Allodial
Under the concept of full private ownership, or absolutum et directum dominium, a plot of land could be established as the private property (exclusive right of use and disposal) of a family patriarch. The absolute right was vested in the patriarch, subject only to the right of "eminent domain."
[Also called "Dominium directum et utile" - see Black's Law Dictionary Fifth edition, West Publishing Co., St. Paul, 1979, p. 436: The private right to land was based on: (1) first occupation or (2) prescriptive right created by the civil government. Once the property was legally recognized, it was the owners absolutely. He did whatever he desired with the property as long as he did no harm to others with it, and even then, the rules of liability were clear. The government, theoretically, had no power to take it from him. (See Loeb edition: Remains of Old Latin, vol. III Lucilius and Laws of the XII Tables translated by E.H. Warmington, Harvard University Press, Cambridge, 1938, pp. 467ff. See also Cochran's Law Lexicon, Fourth edition, The W.H. Anderson Co., Cincinnati, 1956, p.136)]
In the origins of the Germanic law, "od" meant property; "fee" meant conditional reward; and "al" designated "all." Feod or feud designated land held conditional to the bilateral feudal contract of lord and vassal. "Alod" meant having all property rights, or absolutum et directum dominium.
In the mid-1700s, William Blackstone in Commentaries on the Laws of England ii, pg. 2-3 wrote of the absence of "allodial" property in English property law, recognizing that all property in land originated as a "feud" or "fee": "This allodial property no subject in England has; it being a received, and now undeniable, principle in the law, that all the lands in England are holden mediately or immediately of the king. The king therefore only hath absolutum et directum dominium; but all subjects' lands are in the nature of feodum or fee; whether derived to them by descent from their ancestors, or purchased for a valuable consideration; for they cannot come to any man by either of those ways, unless accompanied with those feodal clogs, which were laid upon the first feudatory when it was originally granted."
"Fee simple," as "a freehold estate absolute and unqualified" - the highest estate known to English law - was never ownership "absolute and unqualified." It was essentially a right to "possess" land good against all but the monarch, held without "tenure," (feudal obligations of service or tribute,) and for time without end (estate.)
The English "Doctrine of Estates" growing from the feudal system was stated by the court in Walsingham's Case in 1578: "The land itself is one thing and the estate in land is another thing: for an estate in the land is a time in the land, or land for a time: and there are diversities of estates, which are no more than diversities of time; for he who hath a fee simple in the land has a time in the land without end, or land for a time without end; and he who has land in tail has a time in land, or the land for a time, as long as he has issue from his body; and he who has an estate in land for life has no time longer than his own life; and so of one who has an estate in land for the life of another, or for years."
(Ref: John Bouvier, A Law Dictionary Adapted to the Constitution and Laws of the United States of America and the Several States of the American Union, Childs & Peterson, c1856.)
ALLODIUM estates.
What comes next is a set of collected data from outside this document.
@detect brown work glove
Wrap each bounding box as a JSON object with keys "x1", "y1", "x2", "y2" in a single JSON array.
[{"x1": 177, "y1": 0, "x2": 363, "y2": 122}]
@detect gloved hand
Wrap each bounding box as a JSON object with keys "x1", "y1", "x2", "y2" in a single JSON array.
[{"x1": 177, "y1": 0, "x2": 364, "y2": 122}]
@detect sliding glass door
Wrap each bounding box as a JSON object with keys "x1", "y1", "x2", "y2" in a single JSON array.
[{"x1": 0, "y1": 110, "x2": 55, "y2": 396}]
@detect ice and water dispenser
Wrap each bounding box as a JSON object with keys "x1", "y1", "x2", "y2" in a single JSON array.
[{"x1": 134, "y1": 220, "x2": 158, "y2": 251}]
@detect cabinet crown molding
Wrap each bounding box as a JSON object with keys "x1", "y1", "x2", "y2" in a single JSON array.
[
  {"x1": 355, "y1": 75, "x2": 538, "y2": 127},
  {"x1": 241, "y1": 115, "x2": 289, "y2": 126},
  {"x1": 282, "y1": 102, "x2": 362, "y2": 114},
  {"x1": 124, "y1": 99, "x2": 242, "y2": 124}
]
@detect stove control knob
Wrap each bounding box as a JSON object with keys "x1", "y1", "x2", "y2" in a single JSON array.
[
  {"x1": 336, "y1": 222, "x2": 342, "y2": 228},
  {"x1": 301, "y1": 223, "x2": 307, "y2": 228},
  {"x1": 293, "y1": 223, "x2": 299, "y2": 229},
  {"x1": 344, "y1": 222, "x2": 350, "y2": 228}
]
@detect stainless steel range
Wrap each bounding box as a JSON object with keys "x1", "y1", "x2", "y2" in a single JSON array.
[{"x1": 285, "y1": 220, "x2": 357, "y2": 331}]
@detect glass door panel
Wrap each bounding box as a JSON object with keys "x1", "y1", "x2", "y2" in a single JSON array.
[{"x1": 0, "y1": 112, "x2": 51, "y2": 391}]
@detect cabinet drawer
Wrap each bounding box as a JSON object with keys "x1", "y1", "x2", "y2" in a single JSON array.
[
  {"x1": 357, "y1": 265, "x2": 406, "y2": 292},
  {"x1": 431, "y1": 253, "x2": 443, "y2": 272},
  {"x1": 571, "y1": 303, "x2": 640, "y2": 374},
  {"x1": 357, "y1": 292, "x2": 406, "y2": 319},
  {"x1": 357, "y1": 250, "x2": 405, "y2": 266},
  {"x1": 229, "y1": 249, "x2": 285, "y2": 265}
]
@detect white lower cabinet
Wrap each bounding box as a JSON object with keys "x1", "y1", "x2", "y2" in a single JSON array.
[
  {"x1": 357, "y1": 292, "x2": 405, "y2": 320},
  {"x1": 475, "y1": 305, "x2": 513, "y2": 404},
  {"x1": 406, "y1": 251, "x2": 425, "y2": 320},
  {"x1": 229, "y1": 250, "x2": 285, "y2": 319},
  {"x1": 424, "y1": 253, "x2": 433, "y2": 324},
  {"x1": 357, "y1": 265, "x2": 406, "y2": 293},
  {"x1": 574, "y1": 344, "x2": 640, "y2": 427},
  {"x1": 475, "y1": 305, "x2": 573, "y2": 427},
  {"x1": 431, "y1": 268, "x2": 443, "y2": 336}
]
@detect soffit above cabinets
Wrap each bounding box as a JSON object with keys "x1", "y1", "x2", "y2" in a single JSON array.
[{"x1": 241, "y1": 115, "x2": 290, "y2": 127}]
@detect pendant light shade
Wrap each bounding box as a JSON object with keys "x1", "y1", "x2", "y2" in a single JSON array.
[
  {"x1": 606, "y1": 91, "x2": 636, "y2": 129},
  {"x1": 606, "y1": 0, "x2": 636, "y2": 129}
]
Signifies an absolute estate of inheritance, in contradistinction to a feud.
In this country [United States] the title to land is essentially allodial, and every tenant in fee simple has an absolute and perfect title, yet in technical language his estate is called an estate in fee simple, and the tenure free and common socage. 3 Kent, Com. 390; Cruise, Prel. Dis. c. 1, Sec. 13; 2 Bl. Com. 45. For the etymology of this word, vide 3 Kent Com. 398 note; 2 Bouv. Inst. n. 1692.